年間第29主日の福音と勧めのことば
2022年10月16日 - サイト管理者♰主の平和
10月、ロザリオの月。寒暖差の大きい毎日が続いていますが、お変わりございませんか。
皆さまは、高野教会の集会室の南側に植えてある皇帝ダリアをご存じでしょうか。
2008年の長崎での列福式の際に持ち帰った挿し木用の茎から育てたものです。
今年も屋根よりも高く成長しています。11月に入ったら、きれいな花が咲くのが楽しみです。
いつもお庭のお世話をしてくださる方々に感謝します。
■今後のミサ予定
ミサの開始時刻は10:30からに変わりました。
コロナ感染対策が少し厳密になりました。ミサでの答唱詩編、アレルヤ唱は朗読となります。また、ミサ参加後2日以内に感染が発覚された方は高野教会の感染専用のメールアドレスにまたは留守電にご連絡ください。
詳細は「ミサ実施要項」を必ずお読みください。
感染防止対策の上、基本的にはご自分の地区のミサに与ってください。また、どの教会も人数制限などの措置を行っていますのでご注意ください。

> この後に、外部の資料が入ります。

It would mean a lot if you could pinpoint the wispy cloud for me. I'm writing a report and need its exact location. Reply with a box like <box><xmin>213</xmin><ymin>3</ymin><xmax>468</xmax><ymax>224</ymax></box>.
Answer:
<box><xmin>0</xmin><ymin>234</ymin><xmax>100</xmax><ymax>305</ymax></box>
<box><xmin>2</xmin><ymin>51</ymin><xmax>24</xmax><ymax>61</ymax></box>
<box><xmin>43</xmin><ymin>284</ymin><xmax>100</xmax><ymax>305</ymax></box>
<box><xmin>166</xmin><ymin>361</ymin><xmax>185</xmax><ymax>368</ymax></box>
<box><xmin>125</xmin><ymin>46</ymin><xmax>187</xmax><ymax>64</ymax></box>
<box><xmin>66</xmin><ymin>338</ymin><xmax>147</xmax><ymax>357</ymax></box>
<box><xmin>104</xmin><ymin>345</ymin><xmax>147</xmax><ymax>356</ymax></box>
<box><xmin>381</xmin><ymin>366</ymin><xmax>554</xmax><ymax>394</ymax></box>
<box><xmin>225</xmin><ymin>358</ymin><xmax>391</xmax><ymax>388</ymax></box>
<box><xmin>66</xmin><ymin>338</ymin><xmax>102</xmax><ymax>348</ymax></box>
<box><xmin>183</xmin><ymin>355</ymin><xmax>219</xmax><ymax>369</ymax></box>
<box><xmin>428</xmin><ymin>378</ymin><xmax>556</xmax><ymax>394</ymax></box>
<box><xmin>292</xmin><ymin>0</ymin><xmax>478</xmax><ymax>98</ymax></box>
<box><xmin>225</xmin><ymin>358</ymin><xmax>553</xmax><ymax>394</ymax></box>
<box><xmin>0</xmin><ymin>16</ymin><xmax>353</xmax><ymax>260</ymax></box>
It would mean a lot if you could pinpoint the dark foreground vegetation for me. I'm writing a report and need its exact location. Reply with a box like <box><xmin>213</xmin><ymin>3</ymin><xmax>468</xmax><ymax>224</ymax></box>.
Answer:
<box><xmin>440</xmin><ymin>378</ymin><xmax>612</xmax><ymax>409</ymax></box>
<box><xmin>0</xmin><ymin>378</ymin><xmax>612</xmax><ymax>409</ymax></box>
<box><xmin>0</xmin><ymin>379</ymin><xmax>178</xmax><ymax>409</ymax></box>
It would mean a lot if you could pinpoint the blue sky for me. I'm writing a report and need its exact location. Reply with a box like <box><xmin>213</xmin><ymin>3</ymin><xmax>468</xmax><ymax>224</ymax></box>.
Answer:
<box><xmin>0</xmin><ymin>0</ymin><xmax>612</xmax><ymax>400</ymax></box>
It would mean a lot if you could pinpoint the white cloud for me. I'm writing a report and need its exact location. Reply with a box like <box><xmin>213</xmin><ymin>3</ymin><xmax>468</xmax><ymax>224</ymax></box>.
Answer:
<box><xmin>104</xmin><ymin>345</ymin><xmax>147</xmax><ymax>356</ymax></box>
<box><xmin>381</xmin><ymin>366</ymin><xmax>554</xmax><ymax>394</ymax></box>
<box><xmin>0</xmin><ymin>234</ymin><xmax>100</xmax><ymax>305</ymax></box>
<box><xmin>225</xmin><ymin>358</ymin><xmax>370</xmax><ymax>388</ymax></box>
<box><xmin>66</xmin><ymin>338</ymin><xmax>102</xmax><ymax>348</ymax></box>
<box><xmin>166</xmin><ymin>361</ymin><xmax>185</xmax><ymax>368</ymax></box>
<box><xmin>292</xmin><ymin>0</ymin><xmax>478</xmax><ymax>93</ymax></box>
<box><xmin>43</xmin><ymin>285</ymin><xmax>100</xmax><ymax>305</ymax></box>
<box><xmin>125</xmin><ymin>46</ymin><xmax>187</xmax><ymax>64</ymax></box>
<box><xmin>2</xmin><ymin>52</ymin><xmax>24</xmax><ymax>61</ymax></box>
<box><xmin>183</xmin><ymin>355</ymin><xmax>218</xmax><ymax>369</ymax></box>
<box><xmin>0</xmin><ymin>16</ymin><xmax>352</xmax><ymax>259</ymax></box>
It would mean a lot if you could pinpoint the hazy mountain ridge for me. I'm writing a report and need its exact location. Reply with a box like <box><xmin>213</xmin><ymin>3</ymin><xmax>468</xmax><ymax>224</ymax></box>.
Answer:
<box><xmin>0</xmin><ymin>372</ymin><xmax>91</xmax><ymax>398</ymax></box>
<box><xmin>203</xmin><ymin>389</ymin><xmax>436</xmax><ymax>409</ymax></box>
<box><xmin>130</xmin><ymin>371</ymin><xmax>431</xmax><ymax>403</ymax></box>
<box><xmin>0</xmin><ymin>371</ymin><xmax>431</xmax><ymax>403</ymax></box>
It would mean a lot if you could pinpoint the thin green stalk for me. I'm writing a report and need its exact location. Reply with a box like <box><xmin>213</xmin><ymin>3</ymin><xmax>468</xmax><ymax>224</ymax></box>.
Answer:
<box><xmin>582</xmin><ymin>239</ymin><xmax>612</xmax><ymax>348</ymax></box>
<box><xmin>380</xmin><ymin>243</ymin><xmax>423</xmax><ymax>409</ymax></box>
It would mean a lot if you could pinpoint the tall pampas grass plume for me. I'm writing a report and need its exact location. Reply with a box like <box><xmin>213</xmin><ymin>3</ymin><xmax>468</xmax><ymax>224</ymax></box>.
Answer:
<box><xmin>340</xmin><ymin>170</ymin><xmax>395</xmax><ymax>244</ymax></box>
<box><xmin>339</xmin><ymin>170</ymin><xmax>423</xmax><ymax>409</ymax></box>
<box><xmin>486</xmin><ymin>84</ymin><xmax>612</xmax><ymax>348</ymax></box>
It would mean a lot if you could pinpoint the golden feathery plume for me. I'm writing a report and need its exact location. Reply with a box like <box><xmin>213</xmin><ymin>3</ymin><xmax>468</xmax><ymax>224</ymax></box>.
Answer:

京都教区では、主日・守るべき祝日のミサにあずかる義務は免除されています。体調に不安のある方は、ご自宅でお祈りください。
10月
16日㊐ BD地区 年間第29主日のミサ 10:30
22日㊏ BD地区 年間第30主日のミサ 10:30
23日㊐ AC地区 年間第30主日のミサ 10:30
29日㊏ AC地区 年間第31主日のミサ 10:30
30日㊐ BD地区 年間第31主日のミサ 10:30
■待降節第1主日(11月27日)より、ミサの式次第の一部が新しくなります。
新しいミサの式次第の冊子を、教会でまとめて購入しました。ミサの時に希望者にお渡ししますので、受け取りになられたら必ず冊子にご自分のお名前をご記入ください。なお、1冊100円の献金お願いします。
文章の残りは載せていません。